Campuses scheduled to close by 2020:
- Austin, Texas
- Baton Rouge, Louisiana
- Biloxi, Mississippi
- Jackson, Mississippi
- Chattanooga, Tennessee
- Columbia, South Carolina
- Spartanburg, South Carolina
- Columbus, Georgia
- Macon, Georgia
- Fort Pierce, Florida
- Pensacola, Florida
- Tulsa, Oklahoma
- Montgomery, Alabama
- Huntsville, Alabama
- Mobile, Alabama
- Phoenix, Arizona

==Curriculum==
Virginia College offered courses in health care, cosmetology, business, criminal justice, paralegal, and network engineering (Network engineering courses are not ABET-accredited), as well as several trades (professional training) programs such as truck driving. Online classes and degrees were also offered.

==Accreditation==
Virginia College was accredited by the Accrediting Council for Independent Colleges and Schools (ACICS). When the U.S. Department of Education withdrew recognition from ACICS as a federally-recognized accreditor in September 2016, Virginia College sought accreditation from the Accrediting Council for Continuing Education and Training (ACCET). In March 2018, Virginia College's proposal for accreditation to ACCET was rejected, as was its subsequent appeal.

==Criticism==
In 2012, Virginia College was sued by the Mississippi Center for Justice on behalf of seven students. The lawsuit claims that Virginia College misled students about the value of their degrees, and that it specifically targeted misleading advertising to women and minority students. The case was remanded to arbitration.
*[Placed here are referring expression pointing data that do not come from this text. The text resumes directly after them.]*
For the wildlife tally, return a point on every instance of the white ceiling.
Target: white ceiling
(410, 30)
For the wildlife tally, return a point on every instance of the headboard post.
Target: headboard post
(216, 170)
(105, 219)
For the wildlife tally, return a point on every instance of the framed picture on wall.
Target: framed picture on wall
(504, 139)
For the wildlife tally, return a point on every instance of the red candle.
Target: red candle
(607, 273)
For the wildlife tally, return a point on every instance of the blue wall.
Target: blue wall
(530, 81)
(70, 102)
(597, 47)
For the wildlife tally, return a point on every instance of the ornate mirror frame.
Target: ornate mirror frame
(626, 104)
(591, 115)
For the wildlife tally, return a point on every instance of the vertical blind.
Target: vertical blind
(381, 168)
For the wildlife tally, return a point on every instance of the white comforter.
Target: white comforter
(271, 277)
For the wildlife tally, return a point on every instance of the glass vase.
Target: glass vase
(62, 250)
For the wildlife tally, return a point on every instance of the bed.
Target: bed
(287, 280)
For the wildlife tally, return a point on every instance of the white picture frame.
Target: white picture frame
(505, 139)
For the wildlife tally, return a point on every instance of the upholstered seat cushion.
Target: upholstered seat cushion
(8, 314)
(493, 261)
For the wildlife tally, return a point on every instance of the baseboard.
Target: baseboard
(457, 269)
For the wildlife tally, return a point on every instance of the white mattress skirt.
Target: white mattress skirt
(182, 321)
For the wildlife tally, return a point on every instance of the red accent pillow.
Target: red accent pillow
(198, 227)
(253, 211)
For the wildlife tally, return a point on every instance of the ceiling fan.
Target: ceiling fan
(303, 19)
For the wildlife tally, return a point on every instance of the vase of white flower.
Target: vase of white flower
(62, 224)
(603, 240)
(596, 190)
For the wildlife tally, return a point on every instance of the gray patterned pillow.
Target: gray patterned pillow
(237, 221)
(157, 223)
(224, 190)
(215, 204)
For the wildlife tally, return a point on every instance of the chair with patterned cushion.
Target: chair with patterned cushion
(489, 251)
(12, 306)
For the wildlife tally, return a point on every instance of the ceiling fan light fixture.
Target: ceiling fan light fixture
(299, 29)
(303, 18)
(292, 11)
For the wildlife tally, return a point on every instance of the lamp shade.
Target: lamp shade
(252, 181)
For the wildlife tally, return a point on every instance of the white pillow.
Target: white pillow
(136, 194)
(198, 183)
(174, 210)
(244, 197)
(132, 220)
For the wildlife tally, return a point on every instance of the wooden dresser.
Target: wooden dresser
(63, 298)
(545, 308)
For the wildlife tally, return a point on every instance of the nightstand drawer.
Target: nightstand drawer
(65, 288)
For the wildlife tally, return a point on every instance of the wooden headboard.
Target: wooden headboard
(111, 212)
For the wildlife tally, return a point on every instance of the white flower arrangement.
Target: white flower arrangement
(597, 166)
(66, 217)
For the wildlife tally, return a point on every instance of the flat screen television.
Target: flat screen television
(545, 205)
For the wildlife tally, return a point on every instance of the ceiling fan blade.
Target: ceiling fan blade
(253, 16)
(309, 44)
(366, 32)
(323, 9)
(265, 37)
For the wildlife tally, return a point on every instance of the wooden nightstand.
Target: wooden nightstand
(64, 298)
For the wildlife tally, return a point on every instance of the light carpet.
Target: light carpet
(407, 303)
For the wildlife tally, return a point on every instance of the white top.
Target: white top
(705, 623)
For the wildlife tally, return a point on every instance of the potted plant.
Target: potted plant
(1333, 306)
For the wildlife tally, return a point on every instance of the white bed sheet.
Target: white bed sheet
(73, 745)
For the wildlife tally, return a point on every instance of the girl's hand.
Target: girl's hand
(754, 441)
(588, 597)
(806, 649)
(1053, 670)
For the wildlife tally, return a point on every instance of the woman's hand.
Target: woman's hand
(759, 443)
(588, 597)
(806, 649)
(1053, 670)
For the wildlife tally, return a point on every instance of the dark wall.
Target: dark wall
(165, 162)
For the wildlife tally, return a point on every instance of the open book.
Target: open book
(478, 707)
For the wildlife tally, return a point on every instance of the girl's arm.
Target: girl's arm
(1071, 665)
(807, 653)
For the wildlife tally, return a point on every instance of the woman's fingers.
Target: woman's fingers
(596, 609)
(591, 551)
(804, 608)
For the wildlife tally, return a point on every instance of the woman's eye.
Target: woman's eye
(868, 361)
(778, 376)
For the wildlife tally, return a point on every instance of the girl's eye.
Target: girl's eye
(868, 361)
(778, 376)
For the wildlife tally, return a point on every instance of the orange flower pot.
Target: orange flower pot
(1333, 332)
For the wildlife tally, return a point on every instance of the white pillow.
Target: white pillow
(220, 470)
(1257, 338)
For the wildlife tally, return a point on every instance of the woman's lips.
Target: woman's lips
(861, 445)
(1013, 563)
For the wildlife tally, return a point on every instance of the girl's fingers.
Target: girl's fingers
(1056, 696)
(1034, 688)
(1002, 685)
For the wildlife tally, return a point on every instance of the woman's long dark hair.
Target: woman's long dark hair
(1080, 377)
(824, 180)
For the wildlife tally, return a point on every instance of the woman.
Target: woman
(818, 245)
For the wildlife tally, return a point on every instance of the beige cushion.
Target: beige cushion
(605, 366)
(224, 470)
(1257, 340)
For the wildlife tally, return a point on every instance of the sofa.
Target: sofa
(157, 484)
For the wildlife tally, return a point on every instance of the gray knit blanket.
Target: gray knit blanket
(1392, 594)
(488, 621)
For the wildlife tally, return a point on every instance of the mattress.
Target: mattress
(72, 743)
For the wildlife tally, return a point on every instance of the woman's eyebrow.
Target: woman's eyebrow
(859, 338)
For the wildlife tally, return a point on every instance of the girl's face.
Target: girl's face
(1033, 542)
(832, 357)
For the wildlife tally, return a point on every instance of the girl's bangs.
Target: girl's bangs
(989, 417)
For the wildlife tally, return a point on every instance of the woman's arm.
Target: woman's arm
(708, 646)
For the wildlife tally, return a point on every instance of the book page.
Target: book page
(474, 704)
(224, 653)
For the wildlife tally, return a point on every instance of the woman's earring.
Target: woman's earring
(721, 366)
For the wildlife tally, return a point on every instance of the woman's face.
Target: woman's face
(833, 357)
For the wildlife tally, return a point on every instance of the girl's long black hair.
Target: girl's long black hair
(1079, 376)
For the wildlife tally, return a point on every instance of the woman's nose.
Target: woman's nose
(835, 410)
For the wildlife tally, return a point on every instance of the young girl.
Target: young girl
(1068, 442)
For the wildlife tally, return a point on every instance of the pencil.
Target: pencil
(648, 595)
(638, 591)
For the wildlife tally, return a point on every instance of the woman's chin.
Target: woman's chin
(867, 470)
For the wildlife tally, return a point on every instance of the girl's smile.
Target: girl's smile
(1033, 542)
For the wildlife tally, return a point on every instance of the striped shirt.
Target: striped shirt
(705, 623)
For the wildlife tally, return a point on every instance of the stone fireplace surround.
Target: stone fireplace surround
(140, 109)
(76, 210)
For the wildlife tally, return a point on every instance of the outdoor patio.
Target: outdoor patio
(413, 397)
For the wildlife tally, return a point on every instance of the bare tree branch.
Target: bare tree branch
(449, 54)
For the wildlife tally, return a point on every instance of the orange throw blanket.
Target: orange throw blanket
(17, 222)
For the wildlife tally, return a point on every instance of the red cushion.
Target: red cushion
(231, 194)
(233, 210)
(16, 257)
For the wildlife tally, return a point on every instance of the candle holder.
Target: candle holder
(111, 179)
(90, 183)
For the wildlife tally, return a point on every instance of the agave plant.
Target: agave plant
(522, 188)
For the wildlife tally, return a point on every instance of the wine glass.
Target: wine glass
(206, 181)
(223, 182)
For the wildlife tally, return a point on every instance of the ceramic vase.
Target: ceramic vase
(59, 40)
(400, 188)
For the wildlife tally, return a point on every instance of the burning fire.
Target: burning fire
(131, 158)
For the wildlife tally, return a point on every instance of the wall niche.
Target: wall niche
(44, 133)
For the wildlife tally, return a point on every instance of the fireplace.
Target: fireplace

In 2022, Virginia College was one of 153 institutions included in student loan cancellation due to alleged fraud. The class action was brought by a group of more than 200,000 student borrowers, assisted by the Project on Predatory Student Lending, part of the Legal Services Center of Harvard Law School. A settlement was approved in August 2022, finding that there was "substantial misconduct by the listed schools, whether credibly alleged or in some instances proven." In April 2023, the Supreme Court rejected a challenge to the settlement and allowed the debt cancellation to proceed due to alleged fraud.